The Kootenai Tribes of Idaho requested an operations change this week before a multi-agency panel that manages federal hydro operations in the Northwest.
The Technical Management Team approved, allowing for higher releases now that will accommodate low flows in September.
That will allow for the start of the Kootenai River Habitat Restoration Project that has been planned for the last decade by the tribes along with partner agencies and entities.
“We’re really excited to get this first project implemented,” said Sue Ireland, director of the tribes’ fish and wildlife program.
“Another thing about this project that we think is important is that it’s a habitat fix rather than flow only, which has kind of been the only approach in the past,” Ireland said, referring to past attempts to optimize spawning conditions through flow and temperature changes from Libby Dam.
The project is described as a large-scale ecosystem restoration project that will be implemented over a period of 10 to 15 years on a 55-mile stretch river that mostly extends upstream from Bonners Ferry, Idaho.
Phase one of the project will be carried out this fall with a budget of $2.2 million mostly provided by the Bonneville Power Administration’s fish and wildlife program for mitigating impacts caused by federal dams.
One of the main goals is to restore spawning habitat for white sturgeon, an endangered species that has not had any detectable recruitment of young wild sturgeon for decades, Ireland said.

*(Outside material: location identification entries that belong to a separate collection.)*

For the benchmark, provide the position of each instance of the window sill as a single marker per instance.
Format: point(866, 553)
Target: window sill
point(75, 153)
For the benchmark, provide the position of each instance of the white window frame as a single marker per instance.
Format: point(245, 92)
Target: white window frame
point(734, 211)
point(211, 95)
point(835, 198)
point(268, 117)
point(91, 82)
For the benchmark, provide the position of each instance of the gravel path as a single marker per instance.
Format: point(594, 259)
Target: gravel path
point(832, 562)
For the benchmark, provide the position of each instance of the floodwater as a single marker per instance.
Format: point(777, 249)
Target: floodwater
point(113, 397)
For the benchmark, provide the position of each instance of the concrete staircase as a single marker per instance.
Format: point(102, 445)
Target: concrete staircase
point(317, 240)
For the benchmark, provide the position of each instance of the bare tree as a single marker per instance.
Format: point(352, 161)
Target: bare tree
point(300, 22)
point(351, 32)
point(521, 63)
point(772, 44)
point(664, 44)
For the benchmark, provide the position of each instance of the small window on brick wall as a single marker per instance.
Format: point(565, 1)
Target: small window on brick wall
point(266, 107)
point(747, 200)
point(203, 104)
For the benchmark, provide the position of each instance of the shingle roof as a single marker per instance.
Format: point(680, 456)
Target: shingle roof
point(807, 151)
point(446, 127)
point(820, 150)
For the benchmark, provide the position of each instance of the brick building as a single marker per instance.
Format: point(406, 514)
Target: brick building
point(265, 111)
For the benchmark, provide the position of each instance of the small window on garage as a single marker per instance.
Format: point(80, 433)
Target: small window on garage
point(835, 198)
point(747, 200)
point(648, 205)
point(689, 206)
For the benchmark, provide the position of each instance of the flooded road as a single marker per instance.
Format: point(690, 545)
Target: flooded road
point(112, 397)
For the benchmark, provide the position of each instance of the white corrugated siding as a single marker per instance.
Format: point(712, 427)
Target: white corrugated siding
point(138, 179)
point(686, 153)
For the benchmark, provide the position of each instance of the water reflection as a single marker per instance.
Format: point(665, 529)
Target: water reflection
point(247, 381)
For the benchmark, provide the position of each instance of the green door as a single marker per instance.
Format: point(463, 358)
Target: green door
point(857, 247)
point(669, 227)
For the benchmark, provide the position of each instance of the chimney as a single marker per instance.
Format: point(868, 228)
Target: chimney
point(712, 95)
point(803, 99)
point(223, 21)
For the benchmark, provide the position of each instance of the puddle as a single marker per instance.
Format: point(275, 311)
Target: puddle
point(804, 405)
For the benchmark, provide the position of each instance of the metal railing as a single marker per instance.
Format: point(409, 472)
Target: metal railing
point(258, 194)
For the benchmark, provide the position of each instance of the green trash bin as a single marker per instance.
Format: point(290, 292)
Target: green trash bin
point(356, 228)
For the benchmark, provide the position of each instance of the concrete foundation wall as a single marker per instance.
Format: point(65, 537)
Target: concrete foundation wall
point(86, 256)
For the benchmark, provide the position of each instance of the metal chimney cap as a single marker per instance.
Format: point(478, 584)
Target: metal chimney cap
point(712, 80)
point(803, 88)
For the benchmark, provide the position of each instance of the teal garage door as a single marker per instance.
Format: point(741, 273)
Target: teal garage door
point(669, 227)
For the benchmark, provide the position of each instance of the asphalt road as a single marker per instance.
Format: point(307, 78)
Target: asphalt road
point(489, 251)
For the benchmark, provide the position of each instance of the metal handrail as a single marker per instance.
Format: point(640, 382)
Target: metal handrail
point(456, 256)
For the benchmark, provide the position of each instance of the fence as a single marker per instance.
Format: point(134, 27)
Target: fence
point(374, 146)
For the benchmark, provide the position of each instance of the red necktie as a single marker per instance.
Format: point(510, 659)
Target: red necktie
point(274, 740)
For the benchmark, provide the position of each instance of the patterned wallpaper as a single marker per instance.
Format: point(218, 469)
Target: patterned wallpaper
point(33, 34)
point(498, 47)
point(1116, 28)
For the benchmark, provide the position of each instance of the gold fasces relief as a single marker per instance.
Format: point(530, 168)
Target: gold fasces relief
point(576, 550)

This fall’s work is intended to stabilize eroding banks, trap sediment and promote flood-plain development, increase riparian vegetation and increase channel margin and side-channel complexity.
The bank restoration work is important, Ireland said, because there has been severe bank erosion within the project area, a significant source of riverbed sedimentation that has diminished survival conditions for sturgeon emerging from their eggs.
Ireland said low flows on the river will be necessary to allow for in-channel equipment work that is expected to take about two months, while other work will carry on into November.
“We’re going to need to de-water a portion of the main and by-channels,” Ireland said. “We will need to isolate that work area by building a small dam so we can do the channel work.”
Because the survival of young wild sturgeon is believed to be nearly nonexistent, the only thing preventing the species from going extinct is the Kootenai Tribes of Idaho hatchery program, which produces sturgeon that are planted in the river.
Flows from Libby Dam were increased from 14,000 cubic feet per second to 16,000 cfs this week. Outflows will be decreased and maintained at low flows in September.